Convolutional Neural Networks (CNNs) models have demonstrated remarkable efficiency, accuracy, and reliability in image classification tasks, achieving near-human performance levels in many challenging image stratification tasks6,7,8,9,10. Additionally, CNNs have been successfully utilized in the medical field to classify diseases from medical images11,12. In 2017, Esteva et al.13 first reported a deep-learning convolutional neural network (DCNN) image classifier that performed as well as 21 board-certified dermatologists in identifying images with malignant lesions. The DCNN was trained on clinical and dermoscopic images of skin lesions and generated its diagnostic criteria for melanoma detection. Subsequent publications have demonstrated similar results, with DCNNs achieving dermatologist-level skin cancer classification14,15,16. However, it is worth noting that most studies in this area have focused on testing only two critical binary classifications, such as benign nevus and Mel.

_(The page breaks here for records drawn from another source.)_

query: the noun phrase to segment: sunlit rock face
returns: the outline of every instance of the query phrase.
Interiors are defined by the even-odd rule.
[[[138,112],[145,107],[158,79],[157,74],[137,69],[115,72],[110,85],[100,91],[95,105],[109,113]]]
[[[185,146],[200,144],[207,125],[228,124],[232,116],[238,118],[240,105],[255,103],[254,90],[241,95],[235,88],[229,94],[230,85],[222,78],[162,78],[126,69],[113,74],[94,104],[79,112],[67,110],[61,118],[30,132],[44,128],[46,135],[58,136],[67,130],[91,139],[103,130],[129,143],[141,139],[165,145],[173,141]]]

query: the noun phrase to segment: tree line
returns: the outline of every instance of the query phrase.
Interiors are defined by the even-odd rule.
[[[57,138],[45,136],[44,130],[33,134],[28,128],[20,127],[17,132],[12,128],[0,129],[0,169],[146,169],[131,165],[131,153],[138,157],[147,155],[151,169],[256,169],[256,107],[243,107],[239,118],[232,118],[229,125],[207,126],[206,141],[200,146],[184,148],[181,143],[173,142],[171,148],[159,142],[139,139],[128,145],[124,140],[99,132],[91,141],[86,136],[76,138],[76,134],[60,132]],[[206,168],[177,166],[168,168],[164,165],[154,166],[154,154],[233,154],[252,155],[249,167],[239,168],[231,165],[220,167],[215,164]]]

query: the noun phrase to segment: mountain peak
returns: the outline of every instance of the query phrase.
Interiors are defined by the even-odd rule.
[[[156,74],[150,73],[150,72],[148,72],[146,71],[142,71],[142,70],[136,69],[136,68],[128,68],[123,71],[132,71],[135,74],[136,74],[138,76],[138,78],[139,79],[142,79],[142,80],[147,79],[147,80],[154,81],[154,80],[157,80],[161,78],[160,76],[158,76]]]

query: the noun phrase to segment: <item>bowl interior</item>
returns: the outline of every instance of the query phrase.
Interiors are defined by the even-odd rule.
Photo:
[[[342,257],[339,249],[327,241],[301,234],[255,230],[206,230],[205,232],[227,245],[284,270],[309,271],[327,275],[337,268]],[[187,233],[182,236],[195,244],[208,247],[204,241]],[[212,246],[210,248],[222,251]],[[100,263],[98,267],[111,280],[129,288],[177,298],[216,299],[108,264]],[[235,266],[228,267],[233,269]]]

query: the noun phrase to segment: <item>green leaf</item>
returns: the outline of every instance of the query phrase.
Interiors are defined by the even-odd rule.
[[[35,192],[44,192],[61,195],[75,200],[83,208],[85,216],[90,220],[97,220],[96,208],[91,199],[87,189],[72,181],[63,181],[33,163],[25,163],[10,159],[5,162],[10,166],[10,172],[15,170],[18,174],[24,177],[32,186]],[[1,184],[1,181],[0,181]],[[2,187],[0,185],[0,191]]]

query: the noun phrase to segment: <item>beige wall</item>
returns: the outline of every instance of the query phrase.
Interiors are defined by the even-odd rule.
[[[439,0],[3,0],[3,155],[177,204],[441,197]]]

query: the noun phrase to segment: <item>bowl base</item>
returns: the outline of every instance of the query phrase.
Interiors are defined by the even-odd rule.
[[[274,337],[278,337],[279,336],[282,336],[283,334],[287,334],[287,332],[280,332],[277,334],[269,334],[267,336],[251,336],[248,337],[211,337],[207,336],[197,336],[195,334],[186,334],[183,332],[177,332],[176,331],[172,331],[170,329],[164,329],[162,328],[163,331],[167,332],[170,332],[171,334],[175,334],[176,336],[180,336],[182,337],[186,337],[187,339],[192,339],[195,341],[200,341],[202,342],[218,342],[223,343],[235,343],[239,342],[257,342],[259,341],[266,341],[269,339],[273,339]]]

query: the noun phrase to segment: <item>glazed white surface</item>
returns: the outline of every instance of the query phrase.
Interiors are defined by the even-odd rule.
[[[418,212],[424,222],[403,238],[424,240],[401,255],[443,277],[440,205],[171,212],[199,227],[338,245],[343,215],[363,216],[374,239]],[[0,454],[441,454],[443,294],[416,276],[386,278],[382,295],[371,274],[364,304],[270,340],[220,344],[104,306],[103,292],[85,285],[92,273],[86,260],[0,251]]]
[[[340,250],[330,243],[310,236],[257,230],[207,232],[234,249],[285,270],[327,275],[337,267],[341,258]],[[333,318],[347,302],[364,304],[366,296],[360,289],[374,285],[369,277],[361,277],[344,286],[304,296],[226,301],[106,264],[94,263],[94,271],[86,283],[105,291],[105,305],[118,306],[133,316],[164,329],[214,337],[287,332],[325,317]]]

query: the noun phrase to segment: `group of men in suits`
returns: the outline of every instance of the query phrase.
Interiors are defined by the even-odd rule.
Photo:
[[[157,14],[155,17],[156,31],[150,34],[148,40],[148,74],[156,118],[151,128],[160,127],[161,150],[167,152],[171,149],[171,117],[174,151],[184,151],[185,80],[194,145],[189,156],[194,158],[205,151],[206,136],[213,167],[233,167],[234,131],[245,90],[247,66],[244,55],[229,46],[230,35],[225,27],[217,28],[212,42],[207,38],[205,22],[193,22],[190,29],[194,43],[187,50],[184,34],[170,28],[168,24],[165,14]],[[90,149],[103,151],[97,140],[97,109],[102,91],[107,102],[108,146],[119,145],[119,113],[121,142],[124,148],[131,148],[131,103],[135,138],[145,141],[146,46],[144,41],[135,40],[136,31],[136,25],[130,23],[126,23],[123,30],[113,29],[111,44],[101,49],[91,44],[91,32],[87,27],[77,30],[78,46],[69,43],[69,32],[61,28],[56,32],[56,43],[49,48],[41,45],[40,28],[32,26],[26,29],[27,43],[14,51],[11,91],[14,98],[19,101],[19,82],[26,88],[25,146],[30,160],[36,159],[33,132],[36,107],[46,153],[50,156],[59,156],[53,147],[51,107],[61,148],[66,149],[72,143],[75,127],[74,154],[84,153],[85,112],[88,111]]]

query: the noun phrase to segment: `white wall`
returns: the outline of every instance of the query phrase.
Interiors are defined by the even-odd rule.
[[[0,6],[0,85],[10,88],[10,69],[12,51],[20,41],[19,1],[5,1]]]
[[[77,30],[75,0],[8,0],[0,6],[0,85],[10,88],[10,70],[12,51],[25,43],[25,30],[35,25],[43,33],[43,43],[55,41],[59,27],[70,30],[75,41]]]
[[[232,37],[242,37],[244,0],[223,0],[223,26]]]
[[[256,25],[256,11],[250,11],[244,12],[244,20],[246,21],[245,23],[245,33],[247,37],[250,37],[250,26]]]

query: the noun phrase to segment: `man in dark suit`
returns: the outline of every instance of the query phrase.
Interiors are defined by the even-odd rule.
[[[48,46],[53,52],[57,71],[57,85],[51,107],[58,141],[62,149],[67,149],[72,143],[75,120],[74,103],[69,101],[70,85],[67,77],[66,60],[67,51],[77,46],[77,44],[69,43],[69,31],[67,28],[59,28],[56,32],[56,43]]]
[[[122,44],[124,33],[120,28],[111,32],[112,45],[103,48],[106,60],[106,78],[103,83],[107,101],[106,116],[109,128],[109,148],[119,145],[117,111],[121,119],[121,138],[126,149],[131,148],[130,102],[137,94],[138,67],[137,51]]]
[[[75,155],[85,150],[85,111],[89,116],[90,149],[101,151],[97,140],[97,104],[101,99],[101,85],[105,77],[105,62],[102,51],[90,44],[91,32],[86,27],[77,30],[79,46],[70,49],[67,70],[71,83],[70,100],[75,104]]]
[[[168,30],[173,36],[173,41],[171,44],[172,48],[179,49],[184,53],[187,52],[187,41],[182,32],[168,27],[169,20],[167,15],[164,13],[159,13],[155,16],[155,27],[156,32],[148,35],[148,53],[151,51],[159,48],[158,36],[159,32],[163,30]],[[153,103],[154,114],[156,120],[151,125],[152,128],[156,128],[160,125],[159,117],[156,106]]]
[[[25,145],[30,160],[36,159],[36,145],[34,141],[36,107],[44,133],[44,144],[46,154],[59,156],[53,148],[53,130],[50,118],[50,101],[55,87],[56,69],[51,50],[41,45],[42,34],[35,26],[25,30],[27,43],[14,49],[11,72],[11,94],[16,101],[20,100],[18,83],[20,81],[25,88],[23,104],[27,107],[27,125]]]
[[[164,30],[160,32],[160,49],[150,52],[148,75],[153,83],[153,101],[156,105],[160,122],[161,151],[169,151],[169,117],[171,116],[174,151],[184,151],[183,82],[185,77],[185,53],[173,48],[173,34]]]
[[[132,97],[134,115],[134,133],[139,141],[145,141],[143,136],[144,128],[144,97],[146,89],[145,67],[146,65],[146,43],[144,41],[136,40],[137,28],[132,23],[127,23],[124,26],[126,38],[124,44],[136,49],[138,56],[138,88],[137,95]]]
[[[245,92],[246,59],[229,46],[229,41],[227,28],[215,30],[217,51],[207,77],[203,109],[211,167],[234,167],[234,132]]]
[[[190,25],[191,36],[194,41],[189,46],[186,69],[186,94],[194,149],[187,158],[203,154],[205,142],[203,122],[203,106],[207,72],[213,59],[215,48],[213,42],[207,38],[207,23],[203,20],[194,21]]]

The current skin disease datasets are biased toward fair-skinned individuals, with fewer cases from brown or dark-skinned people17. People with darker skin have a lower risk of skin cancer than the fair-skinned population, but they are often diagnosed at later stages18. Therefore, deep learning frameworks validated using fair-skinned populations may not accurately diagnose skin cancer in people with darker skin, leading to misdiagnosis and vice versa19. This underscores the need for more diverse datasets that represent different skin types to improve the accuracy of deep learning algorithms in diagnosing skin diseases across all populations.

While machine learning methods have made significant improvements in various applications, no single algorithm can outperform all other machine learning algorithms across all applications. To improve prediction and classification tasks, ensemble learning techniques have emerged as an effective approach, which involves creating and combining multiple models20,21. This approach differs from conventional machine learning techniques that train a single model using training data22,23. Ensemble learning algorithms can enhance the accuracy of prediction results and reduce the overfitting problem by combining the contributions of multiple models21,22,23,24.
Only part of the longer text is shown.